Breach Collective is the new Environmental Org in town making noise across the environmental and climate justice spectrum. Only officially a non-profit for less than a year, the collective appears to draw from several environmental disciplines and various activist orgs. Notably the founders are former members of Our Children’s Trust staff, which organized around the landmark Juliana case, and membership with experience from the Civil Liberties Defense Center and Cascadia Wildlands.
The focus of their advocacy narrative is directed at the frontline communities disproportionately suffering from the climate crisis. And their strategy seems to be a mix of legal litigation and direct action organizing.
What appears to be new about Breach Collective is the structure of the organization. It was formed as a non-hierarchical unionized worker collective without bosses or underlings, inspired by the staff’s experience fighting for better labor standards at their former jobs. It will be interesting to see how this idea functions as a non-profit but it could be part of a larger trend of unionization and collective control in the non-profit community.
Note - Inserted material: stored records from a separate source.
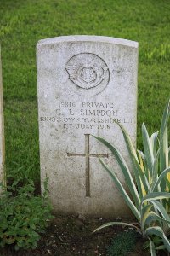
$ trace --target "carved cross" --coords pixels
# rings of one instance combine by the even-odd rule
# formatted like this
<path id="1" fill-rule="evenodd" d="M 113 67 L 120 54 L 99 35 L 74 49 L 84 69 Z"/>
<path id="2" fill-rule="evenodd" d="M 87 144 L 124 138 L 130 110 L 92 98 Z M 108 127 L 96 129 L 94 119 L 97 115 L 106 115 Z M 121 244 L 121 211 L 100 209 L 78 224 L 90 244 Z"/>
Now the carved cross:
<path id="1" fill-rule="evenodd" d="M 86 197 L 90 197 L 90 157 L 107 157 L 108 154 L 91 154 L 89 134 L 85 135 L 85 153 L 67 153 L 67 156 L 83 156 L 86 160 Z"/>

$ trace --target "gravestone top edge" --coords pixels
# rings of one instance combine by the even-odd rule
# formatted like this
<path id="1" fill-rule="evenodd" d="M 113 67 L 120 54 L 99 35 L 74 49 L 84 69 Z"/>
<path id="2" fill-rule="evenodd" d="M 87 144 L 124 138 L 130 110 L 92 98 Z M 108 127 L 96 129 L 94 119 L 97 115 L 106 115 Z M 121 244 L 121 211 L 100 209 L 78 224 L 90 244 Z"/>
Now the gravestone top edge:
<path id="1" fill-rule="evenodd" d="M 139 43 L 136 41 L 131 41 L 128 39 L 122 39 L 112 37 L 104 36 L 87 36 L 87 35 L 75 35 L 75 36 L 62 36 L 56 38 L 49 38 L 42 39 L 37 42 L 37 47 L 46 44 L 53 44 L 64 42 L 99 42 L 99 43 L 110 43 L 114 44 L 120 44 L 133 48 L 139 48 Z"/>

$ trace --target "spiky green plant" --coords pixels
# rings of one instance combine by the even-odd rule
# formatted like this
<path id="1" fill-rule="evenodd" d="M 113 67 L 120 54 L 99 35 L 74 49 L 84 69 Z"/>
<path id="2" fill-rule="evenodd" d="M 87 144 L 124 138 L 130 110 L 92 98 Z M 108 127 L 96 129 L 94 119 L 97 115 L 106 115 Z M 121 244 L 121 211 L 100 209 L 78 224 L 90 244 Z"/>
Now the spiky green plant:
<path id="1" fill-rule="evenodd" d="M 104 168 L 110 175 L 116 187 L 122 193 L 140 224 L 140 231 L 150 244 L 150 253 L 156 255 L 156 249 L 167 249 L 170 252 L 170 162 L 168 148 L 167 122 L 170 115 L 170 100 L 163 112 L 160 132 L 155 132 L 149 137 L 144 124 L 142 125 L 144 153 L 136 151 L 126 130 L 117 124 L 123 134 L 132 162 L 133 176 L 129 171 L 122 154 L 104 138 L 95 137 L 105 144 L 115 155 L 124 175 L 131 197 L 126 192 L 123 185 L 110 169 L 99 159 Z M 131 199 L 132 198 L 132 199 Z M 137 226 L 122 222 L 107 223 L 94 231 L 110 225 Z M 155 238 L 159 237 L 162 244 L 157 246 Z"/>

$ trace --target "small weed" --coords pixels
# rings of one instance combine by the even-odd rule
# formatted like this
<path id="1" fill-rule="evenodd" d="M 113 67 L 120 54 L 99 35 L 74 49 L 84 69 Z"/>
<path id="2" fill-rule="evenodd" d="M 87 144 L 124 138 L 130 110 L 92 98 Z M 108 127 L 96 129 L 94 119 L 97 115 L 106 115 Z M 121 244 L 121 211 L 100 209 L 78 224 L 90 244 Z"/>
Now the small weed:
<path id="1" fill-rule="evenodd" d="M 122 231 L 111 239 L 107 247 L 108 256 L 126 256 L 135 247 L 137 233 L 134 230 Z"/>

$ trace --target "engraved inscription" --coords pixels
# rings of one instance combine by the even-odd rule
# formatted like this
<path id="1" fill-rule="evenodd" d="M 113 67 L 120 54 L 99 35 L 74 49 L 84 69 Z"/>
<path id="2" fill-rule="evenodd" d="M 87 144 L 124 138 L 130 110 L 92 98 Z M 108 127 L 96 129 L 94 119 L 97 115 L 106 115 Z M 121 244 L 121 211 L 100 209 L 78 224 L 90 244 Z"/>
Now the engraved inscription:
<path id="1" fill-rule="evenodd" d="M 41 122 L 57 123 L 63 129 L 110 130 L 115 123 L 134 124 L 134 120 L 116 108 L 113 102 L 57 102 L 53 115 L 41 116 Z"/>
<path id="2" fill-rule="evenodd" d="M 77 86 L 88 90 L 109 82 L 109 68 L 99 56 L 81 53 L 72 56 L 65 65 L 69 79 Z"/>
<path id="3" fill-rule="evenodd" d="M 85 153 L 67 153 L 67 156 L 83 156 L 86 159 L 86 197 L 90 197 L 90 157 L 106 157 L 108 154 L 91 154 L 90 153 L 90 135 L 85 136 Z"/>

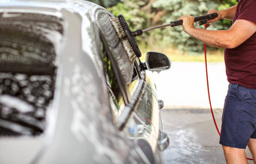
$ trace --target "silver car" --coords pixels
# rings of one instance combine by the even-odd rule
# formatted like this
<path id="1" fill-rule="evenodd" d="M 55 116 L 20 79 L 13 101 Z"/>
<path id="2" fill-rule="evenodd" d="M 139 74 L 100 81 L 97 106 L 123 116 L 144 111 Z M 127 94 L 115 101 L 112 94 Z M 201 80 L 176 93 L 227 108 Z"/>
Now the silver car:
<path id="1" fill-rule="evenodd" d="M 0 1 L 0 163 L 161 163 L 147 71 L 170 62 L 130 56 L 112 18 L 86 1 Z"/>

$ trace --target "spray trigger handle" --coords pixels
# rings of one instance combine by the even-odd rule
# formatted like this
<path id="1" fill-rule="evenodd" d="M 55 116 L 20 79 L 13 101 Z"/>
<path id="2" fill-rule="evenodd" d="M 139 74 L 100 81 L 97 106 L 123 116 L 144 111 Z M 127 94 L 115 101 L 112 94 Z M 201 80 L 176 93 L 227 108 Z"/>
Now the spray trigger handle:
<path id="1" fill-rule="evenodd" d="M 198 25 L 204 25 L 204 24 L 206 24 L 207 23 L 207 19 L 205 19 L 205 20 L 201 20 L 198 22 Z"/>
Collective member Dylan Plummer describes it as inspired by the Mondragon model, which is the largest cooperative in the world and offers an anarcho-syndicalist vision of a post-capitalist model. He also describes the collective as, “Stepping into a breach that wasn’t being filled by the non-profit environmental complex.”
It is clear that a consistent multi-pronged effort to address all aspects of the climate crisis is emerging in the activist community. This style of younger activist collective appears to be pulling even older social and environmental justice institutions in a more aggressive direction. The question is will this cause a shift in the stagnant status-quo of an environmental scene mired in forest partnership projects and green washing? We can only wait and see if Breach Collective has the energy, cohesion, and resources to bring together a new movement.